>90% of sequences are unidentified?!? WHY?

Hello all q2 experts,

Can someone please kindly give me some advice on my situation.
Herewith the summary of my project:

I am wondering why there is such a big percentage of non-target amplification/ error within all of my samples.


Welcome @NPK!

What sorts of samples are you analyzing? You could be amplifying e.g., plant DNA… I used to run into this problem frequently when using similar primers to examine plant-associated microbial communities.

What taxonomy classification method did you use? Another possibility is that your reads are in the wrong orientation, which will confuse classify-sklearn. Try the BLAST- or vsearch-based classifiers in QIIME 2. If you get the same result, this is probably non-target amplification.

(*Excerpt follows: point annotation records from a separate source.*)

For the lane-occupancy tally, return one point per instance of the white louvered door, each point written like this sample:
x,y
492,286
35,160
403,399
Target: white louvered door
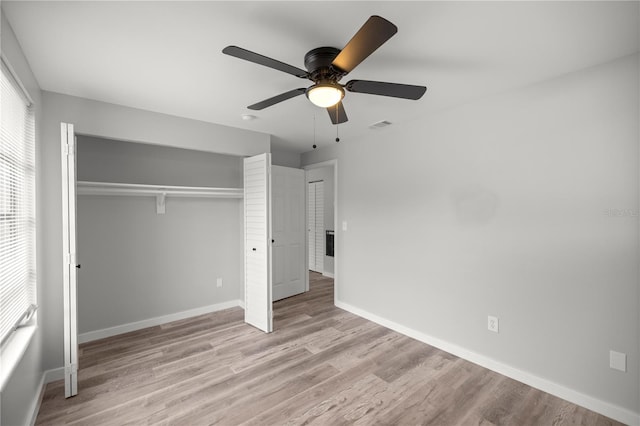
x,y
316,226
257,259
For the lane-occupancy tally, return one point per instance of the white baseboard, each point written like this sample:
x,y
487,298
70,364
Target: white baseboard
x,y
610,410
47,377
152,322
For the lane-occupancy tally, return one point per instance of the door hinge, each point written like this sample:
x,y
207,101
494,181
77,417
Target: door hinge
x,y
71,369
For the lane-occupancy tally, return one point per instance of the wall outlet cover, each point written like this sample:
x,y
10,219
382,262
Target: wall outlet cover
x,y
493,324
618,361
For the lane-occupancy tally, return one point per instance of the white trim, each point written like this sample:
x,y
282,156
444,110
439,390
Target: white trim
x,y
15,77
12,352
152,322
110,188
605,408
47,377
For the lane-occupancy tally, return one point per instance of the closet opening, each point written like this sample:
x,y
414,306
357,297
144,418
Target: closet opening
x,y
159,235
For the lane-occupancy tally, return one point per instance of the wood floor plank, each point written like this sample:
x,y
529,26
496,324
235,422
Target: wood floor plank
x,y
321,365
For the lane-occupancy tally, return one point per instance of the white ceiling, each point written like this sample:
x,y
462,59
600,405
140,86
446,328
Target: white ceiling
x,y
166,56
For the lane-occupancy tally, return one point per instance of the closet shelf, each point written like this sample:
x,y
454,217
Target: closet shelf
x,y
108,188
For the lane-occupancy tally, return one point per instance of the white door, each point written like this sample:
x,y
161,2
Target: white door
x,y
287,232
316,225
70,277
257,259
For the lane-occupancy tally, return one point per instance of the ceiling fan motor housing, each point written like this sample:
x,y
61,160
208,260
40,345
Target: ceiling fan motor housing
x,y
318,63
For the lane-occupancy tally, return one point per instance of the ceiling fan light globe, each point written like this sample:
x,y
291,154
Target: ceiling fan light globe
x,y
325,95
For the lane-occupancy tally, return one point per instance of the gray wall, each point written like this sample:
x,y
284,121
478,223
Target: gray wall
x,y
21,392
138,265
114,122
104,160
285,159
325,174
503,207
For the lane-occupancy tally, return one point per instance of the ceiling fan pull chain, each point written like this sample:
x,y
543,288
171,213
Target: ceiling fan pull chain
x,y
314,131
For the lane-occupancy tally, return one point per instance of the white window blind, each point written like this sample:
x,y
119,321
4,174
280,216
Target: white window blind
x,y
17,200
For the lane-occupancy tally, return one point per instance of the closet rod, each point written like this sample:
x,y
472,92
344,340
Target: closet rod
x,y
109,188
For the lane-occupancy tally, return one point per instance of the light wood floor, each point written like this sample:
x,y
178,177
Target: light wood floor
x,y
321,365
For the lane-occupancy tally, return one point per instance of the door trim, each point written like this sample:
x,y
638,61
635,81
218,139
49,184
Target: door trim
x,y
69,261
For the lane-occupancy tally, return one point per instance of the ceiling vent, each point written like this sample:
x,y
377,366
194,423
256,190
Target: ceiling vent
x,y
380,124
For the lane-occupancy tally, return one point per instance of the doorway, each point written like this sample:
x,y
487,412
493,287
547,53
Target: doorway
x,y
322,221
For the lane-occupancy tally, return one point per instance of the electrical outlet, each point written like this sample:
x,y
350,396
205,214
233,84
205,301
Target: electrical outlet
x,y
493,324
618,361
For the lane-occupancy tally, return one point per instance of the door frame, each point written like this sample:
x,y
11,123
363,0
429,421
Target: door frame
x,y
69,261
338,225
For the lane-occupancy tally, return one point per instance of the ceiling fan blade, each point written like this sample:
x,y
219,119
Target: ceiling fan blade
x,y
256,58
277,99
373,34
405,91
337,113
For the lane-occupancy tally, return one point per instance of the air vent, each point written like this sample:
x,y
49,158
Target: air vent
x,y
380,124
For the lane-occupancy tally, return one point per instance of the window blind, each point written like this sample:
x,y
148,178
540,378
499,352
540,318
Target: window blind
x,y
17,202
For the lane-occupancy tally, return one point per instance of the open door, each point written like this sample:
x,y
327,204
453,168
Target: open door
x,y
69,262
288,232
257,244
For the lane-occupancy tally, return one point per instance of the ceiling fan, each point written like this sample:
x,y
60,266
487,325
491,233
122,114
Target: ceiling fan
x,y
327,65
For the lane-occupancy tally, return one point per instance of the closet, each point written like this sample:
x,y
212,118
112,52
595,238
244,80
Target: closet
x,y
159,234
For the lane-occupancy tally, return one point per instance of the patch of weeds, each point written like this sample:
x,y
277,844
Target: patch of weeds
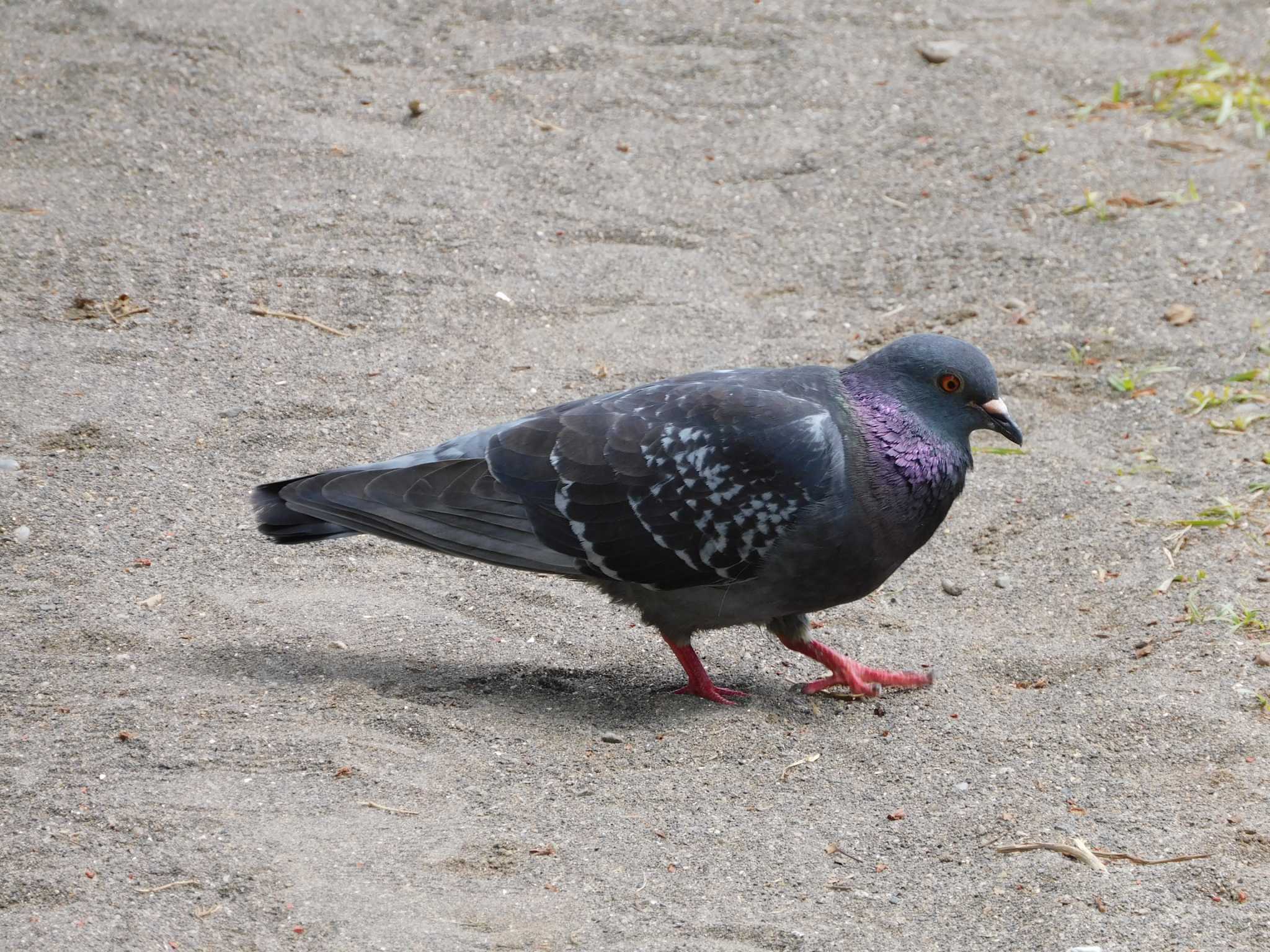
x,y
1222,514
998,451
1193,614
1240,617
1248,376
1036,148
1236,425
1094,202
1103,206
1214,89
1146,462
1130,381
1207,398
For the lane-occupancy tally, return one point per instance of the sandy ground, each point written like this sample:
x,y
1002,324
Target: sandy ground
x,y
598,195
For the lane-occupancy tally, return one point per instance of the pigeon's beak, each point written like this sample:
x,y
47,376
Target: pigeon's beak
x,y
998,419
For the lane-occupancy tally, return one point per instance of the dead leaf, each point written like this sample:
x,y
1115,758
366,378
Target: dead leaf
x,y
1178,315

The ITSxpress results you see could indicate either of these problems, but maybe @Adam_Rivers has some more ideas?

Hi Nicholas,
Yes you are correct. I am analyzing fungal community from eucalyptus leaves. I thought ITS1F could counter all plant DNA amplification?

yes, classify-sklearn. Thanks for your recommendation, I will try other classifiers and see how it goes.

ITSxpress is most likely not merging most of your reads because it has pretty high quality thresholds but it is a bit hard to tell from the information I can see in the post.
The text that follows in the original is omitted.